What is most concerning about all of this, to me, is that the nature of online mediated experience is just that – mediation. We all have the ability to mediate our own portrayal of ourselves. Certainly, we as a human race have always been able to do that to an extent, even if that is just choosing what to wear in the morning and how to style our hair; but just as the placing of mirrors in our homes has made us self-conscious to our own appearance, the introduction of the digital into our social lives provides both a place for us to perceive ourselves as others see us and make an attempt to control it. This control of the opinion of others is a disease which many have identified as such, and it is a result of the nature of mankind and our lives that we should care what others perceive us to be. It is negative because it gives us yet another reason to think more constantly about ourselves and less about the needs of others, which we need no more encouragement or occasion to carry out.

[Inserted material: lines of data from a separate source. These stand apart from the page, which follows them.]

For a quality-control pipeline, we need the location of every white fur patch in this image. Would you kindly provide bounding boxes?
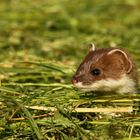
[75,75,136,93]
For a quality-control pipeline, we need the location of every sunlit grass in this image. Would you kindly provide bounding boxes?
[0,0,140,140]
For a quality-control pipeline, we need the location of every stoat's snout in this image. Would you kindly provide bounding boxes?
[72,46,138,93]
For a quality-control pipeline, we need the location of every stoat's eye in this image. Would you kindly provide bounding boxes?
[91,68,101,76]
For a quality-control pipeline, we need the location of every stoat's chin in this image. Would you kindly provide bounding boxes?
[75,75,136,93]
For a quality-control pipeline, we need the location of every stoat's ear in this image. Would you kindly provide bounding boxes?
[108,49,133,73]
[88,43,95,51]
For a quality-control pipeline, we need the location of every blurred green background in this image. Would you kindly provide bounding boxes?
[0,0,140,140]
[0,0,140,66]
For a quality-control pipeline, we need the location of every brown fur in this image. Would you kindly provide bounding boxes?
[73,48,138,88]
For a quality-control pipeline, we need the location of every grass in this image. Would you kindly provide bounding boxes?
[0,0,140,140]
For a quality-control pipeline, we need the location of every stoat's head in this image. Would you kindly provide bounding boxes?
[72,44,135,93]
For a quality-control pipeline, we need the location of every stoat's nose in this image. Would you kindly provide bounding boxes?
[71,78,78,85]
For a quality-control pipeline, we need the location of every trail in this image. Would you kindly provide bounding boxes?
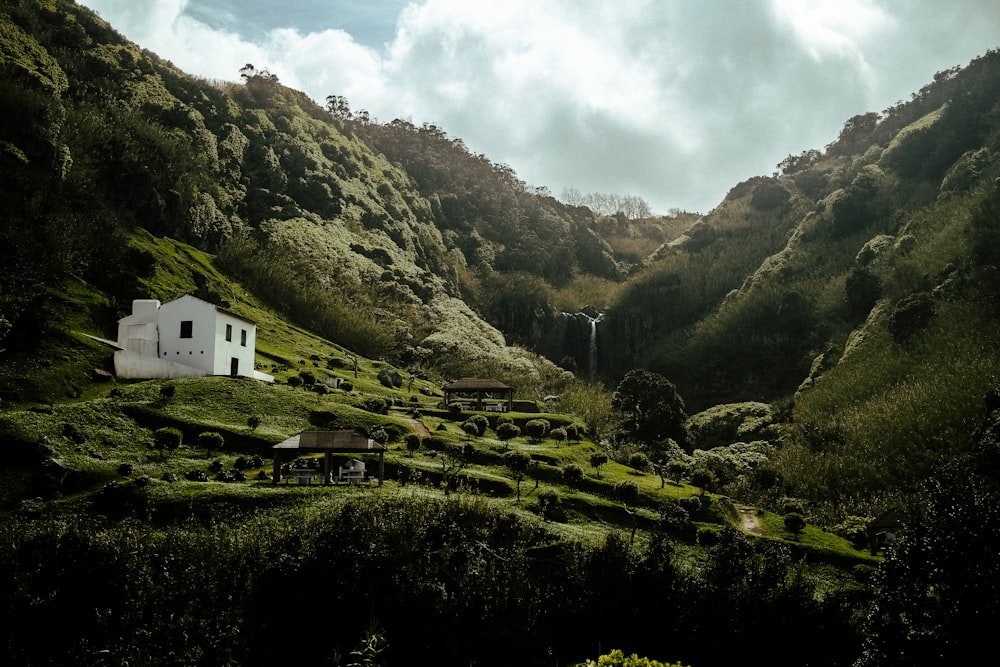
[736,505,764,535]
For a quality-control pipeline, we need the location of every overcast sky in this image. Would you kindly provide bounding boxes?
[77,0,1000,213]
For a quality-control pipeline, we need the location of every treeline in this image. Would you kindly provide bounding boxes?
[0,494,860,667]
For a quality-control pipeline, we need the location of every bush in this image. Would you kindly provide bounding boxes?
[469,415,490,437]
[785,512,806,539]
[615,479,639,503]
[628,452,650,472]
[833,516,871,549]
[462,419,481,438]
[889,294,935,343]
[524,419,550,440]
[198,431,225,452]
[527,489,566,523]
[424,435,448,452]
[153,426,184,451]
[563,463,583,484]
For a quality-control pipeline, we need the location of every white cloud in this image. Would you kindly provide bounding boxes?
[76,0,1000,211]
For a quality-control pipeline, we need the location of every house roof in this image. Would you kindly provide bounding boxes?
[444,378,514,391]
[167,294,257,326]
[272,429,385,452]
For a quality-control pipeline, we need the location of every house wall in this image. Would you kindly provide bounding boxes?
[212,311,257,377]
[115,295,274,382]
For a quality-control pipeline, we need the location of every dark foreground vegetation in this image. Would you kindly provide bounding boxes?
[0,0,1000,667]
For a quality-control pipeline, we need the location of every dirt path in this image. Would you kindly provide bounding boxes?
[736,505,764,535]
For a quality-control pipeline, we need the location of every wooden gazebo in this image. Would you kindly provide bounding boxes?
[442,378,514,412]
[271,429,385,486]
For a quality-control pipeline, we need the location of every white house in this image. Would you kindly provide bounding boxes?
[115,294,274,382]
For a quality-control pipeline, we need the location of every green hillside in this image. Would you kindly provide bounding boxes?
[0,0,1000,667]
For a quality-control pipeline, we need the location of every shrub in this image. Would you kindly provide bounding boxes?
[563,463,583,484]
[628,452,649,472]
[833,516,871,549]
[524,419,550,440]
[615,479,639,503]
[785,512,806,539]
[781,498,806,514]
[424,435,448,452]
[198,431,225,452]
[590,452,608,479]
[527,489,566,523]
[469,415,490,437]
[496,422,521,445]
[364,398,389,415]
[153,426,184,451]
[889,294,935,343]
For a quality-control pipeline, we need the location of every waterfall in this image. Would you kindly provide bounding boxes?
[587,313,604,382]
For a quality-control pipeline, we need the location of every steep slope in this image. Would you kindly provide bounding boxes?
[600,52,1000,515]
[0,0,622,386]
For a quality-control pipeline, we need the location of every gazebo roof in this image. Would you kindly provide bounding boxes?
[272,429,385,452]
[444,378,514,391]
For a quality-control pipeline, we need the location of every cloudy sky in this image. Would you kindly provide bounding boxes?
[77,0,1000,213]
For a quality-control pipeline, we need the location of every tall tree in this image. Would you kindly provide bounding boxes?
[611,369,689,447]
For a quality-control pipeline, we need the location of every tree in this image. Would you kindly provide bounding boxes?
[590,452,608,479]
[611,369,688,446]
[326,95,353,120]
[691,468,715,495]
[198,431,225,452]
[785,512,806,540]
[153,426,184,460]
[406,433,421,456]
[855,467,1000,667]
[503,451,531,502]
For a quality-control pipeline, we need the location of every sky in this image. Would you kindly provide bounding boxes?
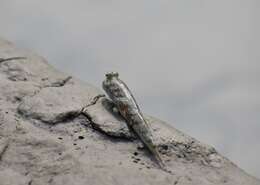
[0,0,260,178]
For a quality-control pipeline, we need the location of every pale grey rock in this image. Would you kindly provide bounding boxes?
[0,39,260,185]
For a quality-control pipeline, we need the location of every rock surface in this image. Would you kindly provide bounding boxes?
[0,39,260,185]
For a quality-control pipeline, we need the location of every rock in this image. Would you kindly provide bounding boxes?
[0,39,260,185]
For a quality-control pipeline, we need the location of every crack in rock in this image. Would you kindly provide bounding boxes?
[0,141,9,162]
[0,57,26,64]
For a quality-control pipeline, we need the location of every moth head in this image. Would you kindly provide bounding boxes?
[106,72,119,80]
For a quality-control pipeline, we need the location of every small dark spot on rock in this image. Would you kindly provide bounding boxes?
[78,136,84,139]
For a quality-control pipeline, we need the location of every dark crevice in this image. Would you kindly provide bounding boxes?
[82,112,131,141]
[0,141,9,162]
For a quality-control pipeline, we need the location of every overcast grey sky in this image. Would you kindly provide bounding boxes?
[0,0,260,177]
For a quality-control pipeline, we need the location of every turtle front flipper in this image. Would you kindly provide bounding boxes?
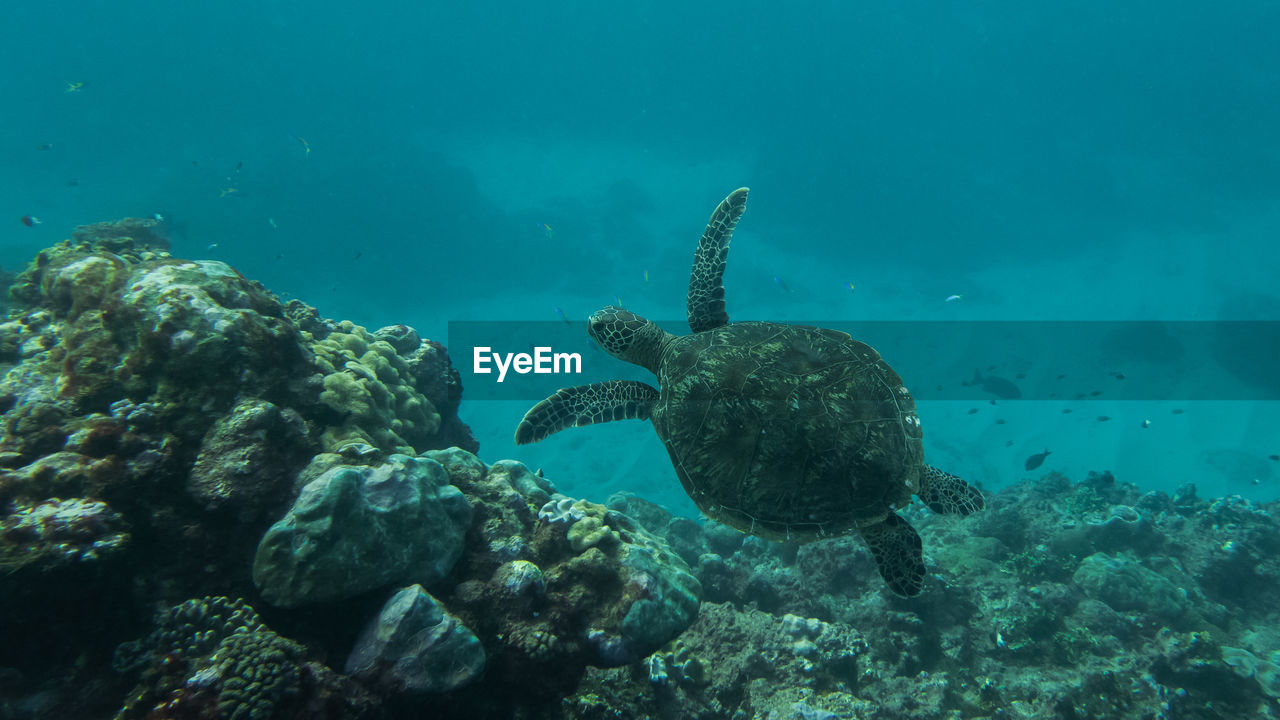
[689,187,746,333]
[915,465,987,515]
[516,380,658,445]
[859,512,924,597]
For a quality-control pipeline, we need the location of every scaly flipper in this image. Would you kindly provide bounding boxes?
[516,380,658,445]
[859,512,924,597]
[915,465,987,515]
[689,187,746,333]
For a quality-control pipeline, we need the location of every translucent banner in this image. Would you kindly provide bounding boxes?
[447,319,1280,402]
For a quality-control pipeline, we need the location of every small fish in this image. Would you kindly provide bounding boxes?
[964,368,1023,400]
[1023,448,1050,470]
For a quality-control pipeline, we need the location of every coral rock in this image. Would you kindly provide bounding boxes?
[253,455,471,607]
[347,585,485,694]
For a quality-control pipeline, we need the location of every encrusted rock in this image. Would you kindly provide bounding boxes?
[253,455,471,607]
[347,584,485,693]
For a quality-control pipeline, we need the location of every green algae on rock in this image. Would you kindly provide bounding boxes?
[347,584,484,694]
[253,455,471,607]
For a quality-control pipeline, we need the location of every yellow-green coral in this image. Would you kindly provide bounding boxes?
[311,320,440,455]
[567,515,617,552]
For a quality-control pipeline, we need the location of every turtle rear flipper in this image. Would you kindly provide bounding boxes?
[516,380,658,445]
[689,187,746,333]
[859,512,924,597]
[915,465,987,515]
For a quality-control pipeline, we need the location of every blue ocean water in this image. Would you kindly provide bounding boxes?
[0,1,1280,512]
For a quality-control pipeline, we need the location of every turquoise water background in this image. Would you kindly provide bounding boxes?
[0,1,1280,512]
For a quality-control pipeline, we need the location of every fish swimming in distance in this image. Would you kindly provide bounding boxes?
[1023,448,1050,470]
[964,370,1023,400]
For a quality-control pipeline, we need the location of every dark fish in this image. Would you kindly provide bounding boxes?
[969,370,1023,400]
[1023,450,1048,470]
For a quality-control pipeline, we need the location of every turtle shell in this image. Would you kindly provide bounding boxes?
[653,323,924,542]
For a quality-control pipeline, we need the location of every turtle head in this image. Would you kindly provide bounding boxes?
[586,305,669,374]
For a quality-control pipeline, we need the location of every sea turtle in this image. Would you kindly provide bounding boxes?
[516,187,983,597]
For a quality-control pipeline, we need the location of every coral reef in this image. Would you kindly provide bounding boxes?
[563,473,1280,720]
[0,219,477,717]
[253,455,471,607]
[0,220,1280,720]
[115,597,378,720]
[347,585,484,694]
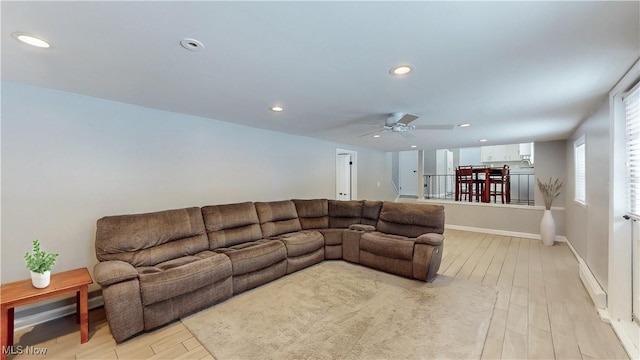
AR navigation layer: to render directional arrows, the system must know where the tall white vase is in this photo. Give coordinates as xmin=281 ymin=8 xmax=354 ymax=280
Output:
xmin=540 ymin=210 xmax=556 ymax=246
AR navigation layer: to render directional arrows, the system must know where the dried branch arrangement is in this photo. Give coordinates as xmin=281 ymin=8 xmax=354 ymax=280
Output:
xmin=536 ymin=178 xmax=563 ymax=210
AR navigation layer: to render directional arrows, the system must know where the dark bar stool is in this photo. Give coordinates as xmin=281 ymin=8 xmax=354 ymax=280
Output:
xmin=456 ymin=166 xmax=480 ymax=202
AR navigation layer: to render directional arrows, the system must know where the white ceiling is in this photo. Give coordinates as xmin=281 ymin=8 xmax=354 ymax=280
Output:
xmin=1 ymin=1 xmax=640 ymax=151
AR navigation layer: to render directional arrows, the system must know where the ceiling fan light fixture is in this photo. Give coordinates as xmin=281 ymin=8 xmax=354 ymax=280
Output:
xmin=180 ymin=38 xmax=204 ymax=51
xmin=11 ymin=32 xmax=51 ymax=49
xmin=389 ymin=64 xmax=413 ymax=76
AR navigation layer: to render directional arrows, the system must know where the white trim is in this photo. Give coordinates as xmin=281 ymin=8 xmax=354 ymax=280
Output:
xmin=444 ymin=224 xmax=567 ymax=242
xmin=567 ymin=240 xmax=610 ymax=310
xmin=567 ymin=241 xmax=608 ymax=310
xmin=13 ymin=295 xmax=104 ymax=331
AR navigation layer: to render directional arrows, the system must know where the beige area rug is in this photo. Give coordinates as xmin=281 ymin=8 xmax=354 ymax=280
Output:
xmin=181 ymin=261 xmax=496 ymax=359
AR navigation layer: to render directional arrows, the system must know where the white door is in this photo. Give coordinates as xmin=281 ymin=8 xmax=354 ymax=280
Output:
xmin=398 ymin=150 xmax=418 ymax=196
xmin=631 ymin=220 xmax=640 ymax=324
xmin=336 ymin=154 xmax=353 ymax=200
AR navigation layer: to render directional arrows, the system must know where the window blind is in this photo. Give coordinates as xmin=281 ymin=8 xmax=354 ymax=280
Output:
xmin=573 ymin=137 xmax=587 ymax=204
xmin=622 ymin=85 xmax=640 ymax=219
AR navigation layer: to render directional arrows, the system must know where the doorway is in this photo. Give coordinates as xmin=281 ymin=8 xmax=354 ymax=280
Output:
xmin=336 ymin=149 xmax=358 ymax=200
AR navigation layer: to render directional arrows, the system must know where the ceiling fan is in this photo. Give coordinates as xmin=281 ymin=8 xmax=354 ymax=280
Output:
xmin=360 ymin=112 xmax=453 ymax=139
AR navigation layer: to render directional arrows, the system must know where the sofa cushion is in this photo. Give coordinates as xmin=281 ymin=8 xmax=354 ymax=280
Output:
xmin=293 ymin=199 xmax=329 ymax=230
xmin=328 ymin=200 xmax=362 ymax=229
xmin=376 ymin=201 xmax=444 ymax=238
xmin=95 ymin=207 xmax=209 ymax=267
xmin=137 ymin=251 xmax=232 ymax=305
xmin=361 ymin=200 xmax=382 ymax=226
xmin=255 ymin=200 xmax=302 ymax=238
xmin=278 ymin=231 xmax=324 ymax=258
xmin=202 ymin=202 xmax=262 ymax=250
xmin=360 ymin=231 xmax=415 ymax=260
xmin=215 ymin=240 xmax=287 ymax=276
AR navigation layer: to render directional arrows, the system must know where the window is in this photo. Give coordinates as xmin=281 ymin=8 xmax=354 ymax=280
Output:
xmin=573 ymin=135 xmax=587 ymax=204
xmin=622 ymin=85 xmax=640 ymax=218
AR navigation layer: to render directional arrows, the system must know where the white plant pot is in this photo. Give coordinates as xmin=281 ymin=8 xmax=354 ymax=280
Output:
xmin=31 ymin=271 xmax=51 ymax=289
xmin=540 ymin=210 xmax=556 ymax=246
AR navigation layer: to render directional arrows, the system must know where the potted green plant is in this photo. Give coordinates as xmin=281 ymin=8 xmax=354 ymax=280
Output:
xmin=24 ymin=239 xmax=59 ymax=289
xmin=536 ymin=178 xmax=562 ymax=246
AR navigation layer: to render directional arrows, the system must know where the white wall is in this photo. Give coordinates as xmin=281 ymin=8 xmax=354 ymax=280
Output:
xmin=564 ymin=101 xmax=610 ymax=291
xmin=0 ymin=82 xmax=395 ymax=288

It was relieving to create a page which I had no intent to show to others (besides Dr. Hink of course) and the result was a page I actually wanted to show to others. I wanted others to view it and ask what it meant. I suppose this is what it feels like to create art that you’re proud of; you want others to see it, perceive it, experience it, and ask, “why” simply because they felt something they could not explain or describe. I’m not suggesting that my art necessarily does that; but I have recognized it as art, which is a big step. I wonder how much the idea that we are artists applies to this idea of digital identity, where it seems as if we create ourselves. Perhaps that is really where the addiction lies: at last, we have a form of media and art that both describes us and creates us at the same time; we can create ourselves. I don’t know if that’s good, or even really possible, but if we are convinced that it’s true, then it certainly has power.